A hybrid Retrieval-Augmented Generation (RAG) system that combines Microsoft GraphRAG, Semantic Kernel, and LanceDB to answer questions over your document collections using locally-hosted Ollama models.


Features

  • Hybrid search — blends dense vector search (LanceDB) with graph-based retrieval (GraphRAG knowledge graph) for richer answers
  • Three query modesvector, hybrid, and global (community-level summaries)
  • Multi-collection — manage independent document collections via a REST API
  • Rich document ingestion — powered by Docling; supports documents (.pdf, .docx, .xlsx, .pptx, .md, .tex, .html, .csv, and more), images (.png, .jpg, .jpeg, .tiff, .bmp, .webp), audio (.wav, .mp3, .m4a, .aac, .ogg, .flac), and video (.mp4, .avi, .mov); embedded pictures are described inline by a VLM via Docling's built-in picture-description pipeline
  • Streaming responses — optional token-by-token streaming on query endpoints
  • Built-in Web UI — zero-configuration browser interface served at /
  • Fully local — all LLM, embedding, and VLM calls go to Ollama; no cloud APIs required
  • RAGAS evaluation — score RAG responses against 10 built-in metrics (Faithfulness, Context Recall, Context Precision, Response Relevancy, Factual Correctness, Noise Sensitivity, Semantic Similarity, BLEU, ROUGE) using a locally-hosted LLM

Architecture Overview

Documents (.pdf .docx .xlsx .pptx .md .txt …)
Images   (.png .jpg .tiff .webp …)
Audio    (.wav .mp3 .m4a …)
Video    (.mp4 .avi .mov …)
        │
        ▼
  DocumentLoader  ──▶  Docling DocumentConverter
    (docling[asr])         ├─ OCR + table extraction
                           ├─ VLM picture description (llava:7b)
                           └─ export_to_markdown()
        │
        ▼
  ┌─────────────────────────────────┐
  │         Index Pipeline          │
  │                                 │
  │  GraphRAG CLI  ──▶  entities,   │
  │  (subprocess)       communities │
  │                     reports     │
  │                                 │
  │  SK Embeddings ──▶  LanceDB     │
  │  (bge-m3:567m)      chunks      │
  └─────────────────────────────────┘
        │
        ▼
  FastAPI server  ──▶  Web UI  /  REST API
        │
        ▼
  Query (vector | hybrid | global)
        │
        ▼
  llama3.2:3b  →  answer + source chunks

See docs/dataflow-ragService.md for full pipeline diagrams.


Requirements

Requirement Version
Python 3.12 (3.13+ not supported by onnxruntime)
uv latest
Ollama running locally on port 11434

Required Ollama models

Pull these before first use:

# Chat and query-time (local)
ollama pull llama3.2:3b
ollama pull bge-m3:567m

# Index-time embeddings and VLM for picture description (can be on a remote GPU server)
ollama pull bge-m3:567m
ollama pull llava:7b   # used by Docling's picture-description pipeline

Setup

1. Create a .env file

# Remote Ollama server used during indexing (embeddings + VLM)
OLLAMA_INDEX_URL=

# Local Ollama server used at query time
OLLAMA_CHAT_URL=

# Model names
CHAT_MODEL=llama3.2:3b
EMBEDDING_MODEL=bge-m3:567m
VLM_MODEL=llava:7b

# Optional: VLM HTTP timeout in seconds (default 180)
VLM_TIMEOUT=180

# Model used for RAGAS evaluation (needs large context window, e.g. gemma4:e4b)
RAGAS_MODEL=gemma4:e4b

# Optional: Ollama request timeout for RAGAS evaluation in seconds (default 1800)
OLLAMA_TIMEOUT=1800

If you only have one Ollama instance, set both OLLAMA_INDEX_URL and OLLAMA_CHAT_URL to the same URL.

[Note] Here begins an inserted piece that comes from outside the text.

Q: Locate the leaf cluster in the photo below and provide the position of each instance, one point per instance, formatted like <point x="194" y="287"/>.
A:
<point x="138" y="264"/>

2. Create the virtual environment and install dependencies

# Install uv (once)
pip install uv

# Create .venv and install dependencies
uv venv
uv pip install -r requirements.txt

3. Start the development server

uv run poe dev
# equivalent to: uvicorn api:app --reload

Open http://localhost:8000 in your browser.


Usage

Web UI

Navigate to http://localhost:8000 for the built-in interface. From there you can:

  • Create and manage collections
  • Upload documents
  • Trigger indexing (with optional entity type selection)
  • Run queries with vector, hybrid, or global mode

REST API

Interactive docs are available at http://localhost:8000/docs.

Collections

GET    /collections                    # list all collections
POST   /collections                    # create a collection  { "name": "my-docs" }
PATCH  /collections/{name}             # rename               { "new_name": "new-name" }
DELETE /collections/{name}             # delete collection and all its data

Documents

GET    /collections/{name}/documents              # list uploaded documents
POST   /collections/{name}/documents              # upload a file (multipart/form-data)
DELETE /collections/{name}/documents/{filename}   # delete a document

Indexing

POST /collections/{name}/index          # trigger indexing (async, returns task_id)
                                        # body (optional): { "entity_types": ["person", "org"] }
GET  /collections/{name}/index/{task_id} # poll indexing status
GET  /tasks                              # list all pending/running tasks

Querying

POST /collections/{name}/query
{
  "query": "What are the main roles in the system?",
  "method": "hybrid",
  "top_k": 5,
  "stream": false
}
Field Values Default
method vector | hybrid | global hybrid
top_k integer 5
stream true | false false

Response includes answer, sources (chunk excerpts with doc references), and graphrag_context.

RAGAS Evaluation

GET  /api/metrics                  # list available metrics and their required fields
POST /api/evaluate/single          # evaluate a single sample
POST /api/evaluate/batch           # evaluate a batch from a JSON or CSV file

Single evaluation (POST /api/evaluate/single):

{
  "user_input": "What are the main roles in the system?",
  "response": "The main roles are Master, User, and Viewer.",
  "retrieved_contexts": ["Masters can manage …", "Viewers can only read …"],
  "reference": "The system has three roles: Master, User, and Viewer.",
  "metrics": ["faithfulness", "llm_context_recall", "response_relevancy"]
}

Returns { "scores": { "faithfulness": 0.95, "llm_context_recall": 0.88, … } }.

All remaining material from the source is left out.